Try AquaBid when it goes back up in the next few days they usually run about 6-8$ in lots of six..


----------



## tank11 (Jan 18, 2005)

ask your manager in the walmart pet dept. to se if they will order a few.. :wink: :!:


----------



## lighter (Jan 21, 2005)

Most of them are seasonal depending on the individual species, you can check with the lfs to see when a particular pleco is coming in.


----------



## swimmers (Jan 18, 2005)

I've found my RubberLips at Petsmart. It seems to be the only smally type they carry.


----------



## Lisachromis (Jan 19, 2005)

Is there a local fish club in your area? Members may have what you are looking for.


----------



## garfieldnfish (Jan 18, 2005)

Go to your locally owned pet store.

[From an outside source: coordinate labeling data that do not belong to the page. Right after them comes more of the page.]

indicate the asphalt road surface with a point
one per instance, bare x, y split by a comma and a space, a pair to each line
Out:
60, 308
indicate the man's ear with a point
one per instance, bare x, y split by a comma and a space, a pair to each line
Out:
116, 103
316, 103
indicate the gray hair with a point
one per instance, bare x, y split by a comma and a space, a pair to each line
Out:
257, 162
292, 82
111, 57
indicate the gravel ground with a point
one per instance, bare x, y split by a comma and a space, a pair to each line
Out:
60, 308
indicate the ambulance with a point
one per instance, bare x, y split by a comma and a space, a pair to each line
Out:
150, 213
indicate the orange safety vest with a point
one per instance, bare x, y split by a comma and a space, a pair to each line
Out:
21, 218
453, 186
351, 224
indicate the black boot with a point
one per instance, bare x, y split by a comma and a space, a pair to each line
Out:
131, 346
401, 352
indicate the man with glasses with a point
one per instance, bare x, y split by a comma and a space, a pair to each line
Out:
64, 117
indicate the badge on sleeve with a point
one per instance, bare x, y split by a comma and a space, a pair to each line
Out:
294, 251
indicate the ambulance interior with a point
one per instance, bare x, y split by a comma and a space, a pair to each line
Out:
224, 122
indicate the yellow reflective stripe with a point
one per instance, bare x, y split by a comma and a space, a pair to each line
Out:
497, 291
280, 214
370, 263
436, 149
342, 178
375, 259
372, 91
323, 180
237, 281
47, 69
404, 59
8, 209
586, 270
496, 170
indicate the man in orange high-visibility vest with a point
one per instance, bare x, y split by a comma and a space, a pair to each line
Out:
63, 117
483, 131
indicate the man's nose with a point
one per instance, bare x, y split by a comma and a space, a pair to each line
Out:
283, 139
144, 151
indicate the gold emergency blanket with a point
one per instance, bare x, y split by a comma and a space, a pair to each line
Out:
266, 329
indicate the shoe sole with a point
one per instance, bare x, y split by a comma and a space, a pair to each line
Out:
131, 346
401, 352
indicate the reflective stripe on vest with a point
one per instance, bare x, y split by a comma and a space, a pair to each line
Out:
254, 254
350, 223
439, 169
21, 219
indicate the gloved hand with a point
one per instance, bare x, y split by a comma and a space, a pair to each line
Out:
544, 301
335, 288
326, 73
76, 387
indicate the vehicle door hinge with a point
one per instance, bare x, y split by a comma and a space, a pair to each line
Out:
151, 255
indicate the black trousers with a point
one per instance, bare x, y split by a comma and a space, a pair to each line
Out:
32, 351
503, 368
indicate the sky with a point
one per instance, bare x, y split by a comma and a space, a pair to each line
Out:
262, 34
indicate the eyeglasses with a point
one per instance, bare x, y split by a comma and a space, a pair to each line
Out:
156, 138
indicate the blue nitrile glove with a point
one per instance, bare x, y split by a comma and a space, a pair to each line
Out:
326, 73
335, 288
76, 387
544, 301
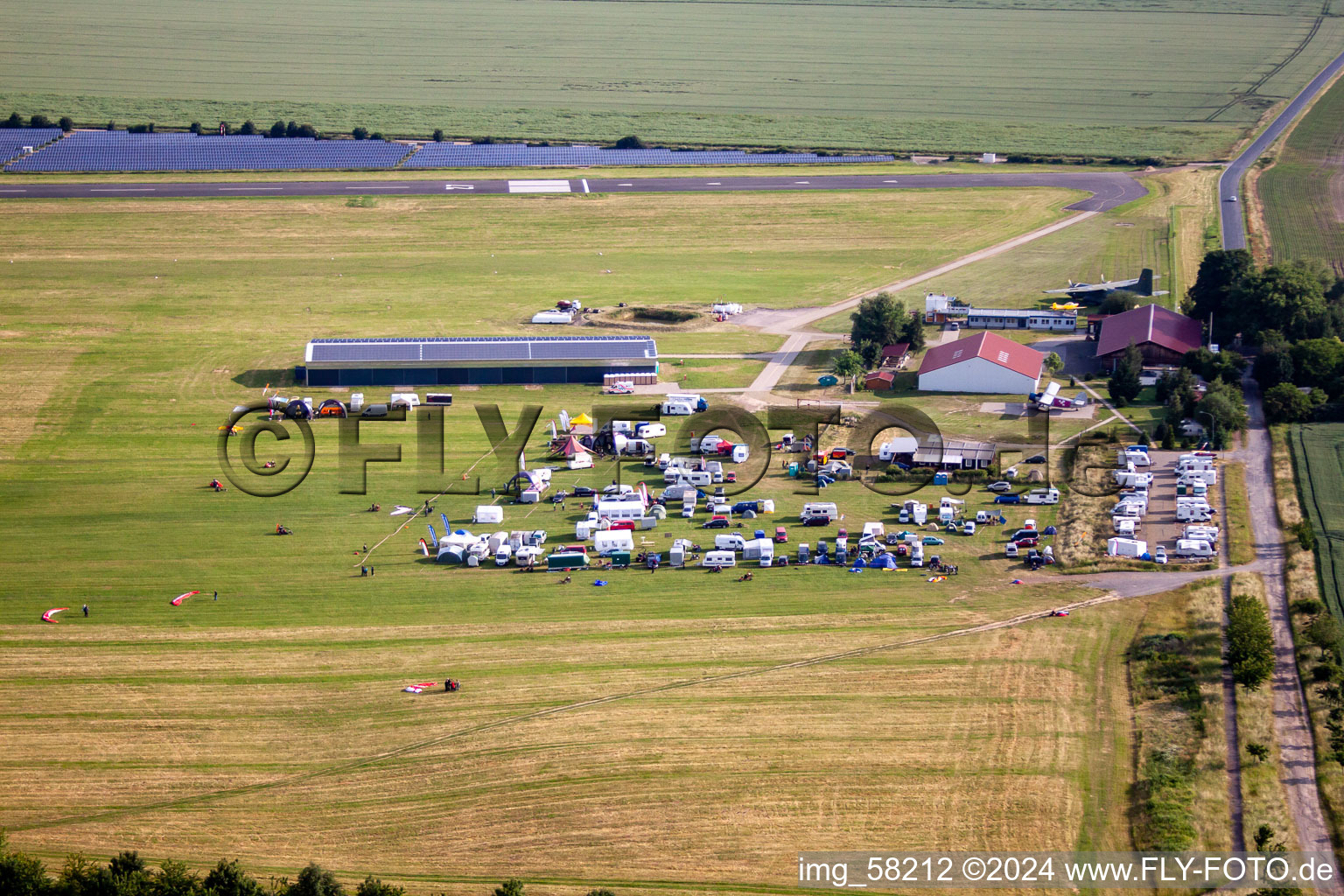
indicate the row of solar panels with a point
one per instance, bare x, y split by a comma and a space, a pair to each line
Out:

Most of those do special orders and the shipping cost will be considerably less then if you order them yourself on line. Aquariumfish.net is a good site to order fish from if all else fails. I ordered by Siamese Algae Eaters from there and was very happy with the transaction.


----------



## tank11 (Jan 18, 2005)

Just wait for Aqua bid to come back on line. I'm sure there is some one in your area that will have that you want, or they'll point you in the right direction. :!:


----------



## Joel (Jan 24, 2005)

I'm not sure where you live in Wisconsin but http://www.exotic-cichlids.com/ is in Manitowoc Wisconsin and they have really nice fish. They have 2" longfins for $6 and 2" regs for $4. I have always been impressed with there stock. Give them a shot you"ll be glad you did.


----------



## Lexus (Jan 19, 2005)

thanks... my dept manager said whatever I want he can specially order for me... hehe helps to be his little pet. lol


----------



## joe kool (Jan 24, 2005)

:shock:


----------